The Hemi's have a different tranny. Ours are very slightly modified diesel trannys. They are almost purely mechanical. The computer can modify governor pressure which can make it shift. The computer can engage and disengage overdrive (4th gear), and the computer can lock/unlock the TC. That's it. The computer cannot control line pressure or anything else. It cannot control shift firmness. It only controls shift timing by tricking the valve body. It does this by holding the governor pressure low until it (the computer) wants the tranny to shift. It then raises the governor pressure and the valve body shifts the tranny. The computer watches for the sudden rpm change to know the the tranny shifted. It also compares the input speed to the output speed (engine rpm vs. output shaft speed) to estimate what gear it thinks the tranny is in. It then adjusts the governor pressure to where it thinks it should be, based on the speed you are going, so that the tranny stays in the proper gear. There are no sensors or anything in the tranny to tell the computer what gear the tranny is in; the computer must make an assumption. On the diesel trannys, the computer can pull or relax the throttle valve (TV) to change the shift behavior depending on whether the turbo has spooled up or not for a given throttle depression. Ours are a mechanical cable connected to the throttle body.
It is really an overly elaborate way of wrapping a control system around a purely mechanical transmission and getting it to behave like an electronically controlled tranny. It works fine as long as the tranny has no problems and is operating within known parameters. Incidentally, that is why you have to keep everything adjusted just right (2nd gear band, TV cable, fluid level, etc) or the tranny will shift funny.

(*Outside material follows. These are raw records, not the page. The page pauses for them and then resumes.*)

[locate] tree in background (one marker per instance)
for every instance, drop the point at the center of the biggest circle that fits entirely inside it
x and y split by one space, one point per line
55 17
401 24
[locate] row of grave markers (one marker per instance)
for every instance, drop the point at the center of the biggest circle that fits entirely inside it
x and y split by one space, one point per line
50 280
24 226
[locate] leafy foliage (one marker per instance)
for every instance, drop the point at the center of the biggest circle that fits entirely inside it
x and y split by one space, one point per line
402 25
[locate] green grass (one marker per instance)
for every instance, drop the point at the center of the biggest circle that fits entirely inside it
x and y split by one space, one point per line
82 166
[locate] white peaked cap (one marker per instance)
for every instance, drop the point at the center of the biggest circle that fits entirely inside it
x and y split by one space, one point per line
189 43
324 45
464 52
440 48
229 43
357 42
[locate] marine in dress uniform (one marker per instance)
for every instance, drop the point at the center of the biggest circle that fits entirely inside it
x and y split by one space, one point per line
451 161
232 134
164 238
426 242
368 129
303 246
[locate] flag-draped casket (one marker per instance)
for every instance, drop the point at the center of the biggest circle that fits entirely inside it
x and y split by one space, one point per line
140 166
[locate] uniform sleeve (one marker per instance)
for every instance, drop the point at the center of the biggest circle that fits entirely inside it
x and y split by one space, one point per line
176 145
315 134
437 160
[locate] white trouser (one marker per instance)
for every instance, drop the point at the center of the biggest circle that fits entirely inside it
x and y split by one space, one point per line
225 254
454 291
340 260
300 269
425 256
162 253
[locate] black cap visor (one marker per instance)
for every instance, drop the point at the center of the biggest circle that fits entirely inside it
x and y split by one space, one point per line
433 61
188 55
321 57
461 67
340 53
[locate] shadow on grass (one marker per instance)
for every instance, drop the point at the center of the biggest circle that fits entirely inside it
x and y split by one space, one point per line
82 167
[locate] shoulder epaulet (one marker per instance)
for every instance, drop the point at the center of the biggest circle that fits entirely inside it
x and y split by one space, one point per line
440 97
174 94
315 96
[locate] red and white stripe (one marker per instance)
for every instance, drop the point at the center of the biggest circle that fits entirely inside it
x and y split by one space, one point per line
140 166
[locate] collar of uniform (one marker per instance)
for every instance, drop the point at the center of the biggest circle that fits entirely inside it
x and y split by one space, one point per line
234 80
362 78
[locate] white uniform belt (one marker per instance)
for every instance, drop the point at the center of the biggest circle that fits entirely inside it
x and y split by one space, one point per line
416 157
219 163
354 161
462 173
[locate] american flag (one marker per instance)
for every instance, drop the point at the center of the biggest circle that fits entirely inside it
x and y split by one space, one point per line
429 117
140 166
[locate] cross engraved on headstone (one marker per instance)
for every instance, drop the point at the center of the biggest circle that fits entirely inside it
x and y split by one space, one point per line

Once it gets out of whack, the computer wrongly assumes which gear the tranny is in and doesn't command the proper governor pressure, and it starts that 1-2, 1-2, 1-2 crap or it does not raise the governor pressure high enough and you hit the rev limiter before it shifts, etc.
Sometimes our transmissions shift too soft, and other times they shift too hard. Since the computer cannot control the shift quality or firmness, the mechanical valve body is just reacting based on its internal spring pressures vs the myriad of fluid pressures against various shift control valves, accumulators, and shuttle valves. All of this will will fluctuate with fluid temperature and the amount of moisture dissolved in the tranny fluid (which can affect how grippy the fluid is at the moment) and the condition of the clutch packs and bands.
Our trannys can be made very strong and durable and can shift hard enough to break the drive shaft, but it's difficult make them shift hard when they should and shift soft when just tooling around town, without adding a bunch more electronics -- which our trannys do not have. So, you either have a weak tranny, or an axle snapper. That's why everybody hates these trannys.
Mine is leaning toward the axle snapping side. It is entertaining, but a little obnoxious.